If iptables logging is disabled:

{
  "timestamp": "2022-04-25T20:58:43.429519116Z",
  "level": "error",
  "source": "cfnetworking.vxlan-policy-agent",
  "message": "cfnetworking.vxlan-policy-agent.rules-enforcer.asg-5756ce1650920323410853.cleanup-rules",
  "data": {
    "error": "clean up parent chain: iptables call: running [/var/vcap/packages/iptables/sbin/iptables -t filter -D netout--c1c6107d-030b-47b7-6 -p icmp -m iprange --dst-range 0.0.0.0-255.255.255.255 -m icmp --icmp-type any -j ACCEPT --wait]: exit status 1: iptables: Bad rule (does a matching rule exist in that chain?).\n and unlock: <nil>",
    "session": "4.11"
  }
}

If iptables logging is enabled:

{
  "timestamp": "2022-04-25T20:00:10.555161129Z",
  "level": "error",
  "source": "cfnetworking.vxlan-policy-agent",
  "message": "cfnetworking.vxlan-policy-agent.rules-enforcer.asg-29730f1650916810536136.cleanup-rules",
  "data": {
    "error": "clean up parent chain: iptables call: running [/var/vcap/packages/iptables/sbin/iptables -t filter -D netout--7a79c4db-0126-4bee-4 -p icmp -m iprange --dst-range 0.0.0.0-255.255.255.255 -m icmp --icmp-type any -g netout--7a79c4db-0126-4--log --wait]: exit status 1: iptables: No chain/target/match by that name.\n and unlock: <nil>",
    "session": "4.30"
  }
}


Affected ASGs
Any ASGs that contain rules with the following values will be affected by this bug:

ProtocolType
icmp-1 or 255


Affected Versions

  • TAS 2.13.0 - 2.13.4
  • silk-release 3.0.0 - 3.4.0
  • TAS < 2.13.0 versions are not affected by this bug even if they are using silk release 3.0.0 - 3.4.0. This is because dynamic ASGs can only be enabled in TAS 2.13.0+.


Fixed Version
This issue will be fixed in silk-release version 3.5.0.


Environment

Product Version: Other

Resolution

Check Your ASGs
Before upgrading to an affected version, check to see if you have ICMP any rules.
This script will detect ICMP any rules that will cause an error. This script will print out the guid of the ASG that contains an ICMP any rule. If this script detects ICMP any rules, then DO NOT upgrade to an affected version. If this script does not detect ICMP any rules, then you are safe to upgrade.
per_page=1
next="/v3/security_groups?per_page=$per_page"
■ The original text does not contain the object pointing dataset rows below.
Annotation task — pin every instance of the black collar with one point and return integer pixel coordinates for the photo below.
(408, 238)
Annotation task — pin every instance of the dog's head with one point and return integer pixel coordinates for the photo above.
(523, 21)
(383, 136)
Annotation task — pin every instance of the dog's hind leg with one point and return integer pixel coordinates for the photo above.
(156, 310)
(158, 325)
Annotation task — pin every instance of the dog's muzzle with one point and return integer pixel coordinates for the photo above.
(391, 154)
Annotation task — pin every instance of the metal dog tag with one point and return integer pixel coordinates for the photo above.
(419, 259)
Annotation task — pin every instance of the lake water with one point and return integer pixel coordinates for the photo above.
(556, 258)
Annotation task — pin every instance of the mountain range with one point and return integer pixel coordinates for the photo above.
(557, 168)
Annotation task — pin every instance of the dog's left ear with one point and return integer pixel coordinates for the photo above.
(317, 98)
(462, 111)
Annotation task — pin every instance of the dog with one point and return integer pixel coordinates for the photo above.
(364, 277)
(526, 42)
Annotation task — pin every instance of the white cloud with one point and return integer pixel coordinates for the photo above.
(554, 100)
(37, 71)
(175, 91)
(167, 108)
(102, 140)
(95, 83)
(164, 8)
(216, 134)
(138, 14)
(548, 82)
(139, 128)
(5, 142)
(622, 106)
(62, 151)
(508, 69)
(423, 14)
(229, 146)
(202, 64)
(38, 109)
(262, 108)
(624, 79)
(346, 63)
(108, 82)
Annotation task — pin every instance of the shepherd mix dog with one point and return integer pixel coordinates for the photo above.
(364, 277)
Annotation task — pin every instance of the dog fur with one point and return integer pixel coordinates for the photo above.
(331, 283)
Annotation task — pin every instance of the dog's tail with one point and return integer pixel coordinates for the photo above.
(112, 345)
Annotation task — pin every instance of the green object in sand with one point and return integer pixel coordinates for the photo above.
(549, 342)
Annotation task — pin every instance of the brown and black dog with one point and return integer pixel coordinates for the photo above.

while [ "${next}" != "null" ]; do
    # return all guids that have ICMP type 255 or -1
    guids=$(cf curl "${next}" | jq '.resources[] | select(.rules[] | select(.protocol == "icmp" and (.type == 255 or .type == -1))) | .guid' | uniq)
    for guid in $guids; do
        echo "$guid"
    done    

    fullUrl=$(cf curl "${next}" | jq '.pagination.next.href')
    # go to the next page (v3 returns full URL, so cut the protocol and host)
    next=$(echo "$fullUrl" | cut -d '/' -f 4-)
done

Temporary Mitigation
Disable dynamic ASGs.

Permanent Fix
Update to a TAS release with silk version 3.5.0.